Danach geht’s dann aber wirklich nur noch um sie. Erst gibt‘s Gold- und Platin-Platten vom Management, viel Liebe von allen Seiten (Björn Beton: „Ich habe mit euch die besten Typen getroffen. Danke!“) und nach einer kurzen „Halbzeitpause“ die komplette Packung Fettes Brot. Mehr als 20 Songs stehen auf der Setlist, die (und das finden nicht alle Fans gut) dieselbe ist wie am Freitag. Von „Jein“, über „Erdbeben“, „Denxu“, „Nordish By Nature“ (mit Jan Delay!) bis „Emanuela“ – 25.000 Menschen springen und grölen. Das mit der Party nehmen sie ernst, die Drei. „Brot weint nicht“ ist der vorerst letzte Song, es ist kurz vor halb 10, ein Vorhang wird hochgezogen.

Beginner und Die Ärzte als Überraschungsgäste

Nur um wenig später schon wieder zu fallen: Überraschung! Die Ärzte! „Das andere Trio“, wie Bela B die Band (aus Berlin!) knackig vorstellt. „Teenagerliebe“, „Schrei nach Liebe“ – und auf Wunsch der Brote „Radio brennt“, das nahtlos in Fettes Brots „Was in der Zeitung steht“ übergeht. Kein Halten mehr im Publikum, auch die Jüngeren sind komplett textsicher. Nach zehn Minuten ist schon wieder alles vorbei, Punkrock eben. Aber auch zehn Minuten Die Ärzte muss man sich erstmal gönnen können. Fettes Brot – von Rap- und Rock-Kollegen in früheren Jahren häufiger mal belächelt – können das. Und sie feiern sich an diesem Abend zu Recht dafür.

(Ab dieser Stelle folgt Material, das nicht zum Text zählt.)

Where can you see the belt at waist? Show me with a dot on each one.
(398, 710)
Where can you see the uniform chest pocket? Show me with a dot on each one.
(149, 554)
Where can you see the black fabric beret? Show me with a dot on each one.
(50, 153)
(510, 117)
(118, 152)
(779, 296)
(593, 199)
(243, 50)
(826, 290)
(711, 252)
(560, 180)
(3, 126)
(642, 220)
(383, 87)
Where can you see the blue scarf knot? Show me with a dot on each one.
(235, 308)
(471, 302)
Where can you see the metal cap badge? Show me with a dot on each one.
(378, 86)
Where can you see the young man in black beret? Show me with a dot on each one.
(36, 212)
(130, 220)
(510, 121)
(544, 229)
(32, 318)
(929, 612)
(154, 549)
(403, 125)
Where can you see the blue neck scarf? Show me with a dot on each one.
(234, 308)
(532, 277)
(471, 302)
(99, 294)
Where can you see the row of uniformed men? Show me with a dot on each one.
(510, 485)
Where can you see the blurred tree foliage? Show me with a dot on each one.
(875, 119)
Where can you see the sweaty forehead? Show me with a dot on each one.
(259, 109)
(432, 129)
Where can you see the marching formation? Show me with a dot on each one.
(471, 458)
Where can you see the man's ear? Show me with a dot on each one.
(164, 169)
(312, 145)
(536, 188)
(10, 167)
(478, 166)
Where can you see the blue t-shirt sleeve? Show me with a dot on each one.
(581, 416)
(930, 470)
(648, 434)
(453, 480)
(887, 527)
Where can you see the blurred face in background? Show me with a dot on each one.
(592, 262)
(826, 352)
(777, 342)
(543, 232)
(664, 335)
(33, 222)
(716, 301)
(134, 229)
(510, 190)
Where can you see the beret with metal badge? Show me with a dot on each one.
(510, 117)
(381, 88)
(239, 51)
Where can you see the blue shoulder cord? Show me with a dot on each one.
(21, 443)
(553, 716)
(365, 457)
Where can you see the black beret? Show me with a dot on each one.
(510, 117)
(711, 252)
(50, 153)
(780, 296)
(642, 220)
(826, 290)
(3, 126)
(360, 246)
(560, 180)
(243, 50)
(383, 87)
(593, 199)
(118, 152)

Es geht auf 22 Uhr zu, noch sechs Lieder bis zum Ende (für immer, immer), da darf man auch gefühlig werden – und zu „Echo“ einen Sternenhimmel aus Handylichtern verlangen. Aber es wäre nicht die Party des Jahrhunderts, käme da nicht noch der komplette Abriss mit „Bettina“ und „Schwule Mädchen“. Alle! Springen! Alle singen! Selbst als der Song längst vorbei ist. Die Rührung ist Dokter Renz, Björn Beton und König Boris anzusehen, viel mehr aber noch die Freude und die Dankbarkeit. „Ey Leute, das vergessen wir nie!“, rufen sie. Die Kameras zeigen Menschen in den ersten Reihen, da sind viele feuchte Augen zu sehen. Ein letzter Vorhang, das Licht geht an. Es ist 22.19 Uhr.

Brot weint nicht? Kann sein. 25.000 Brötchen dafür umso doller.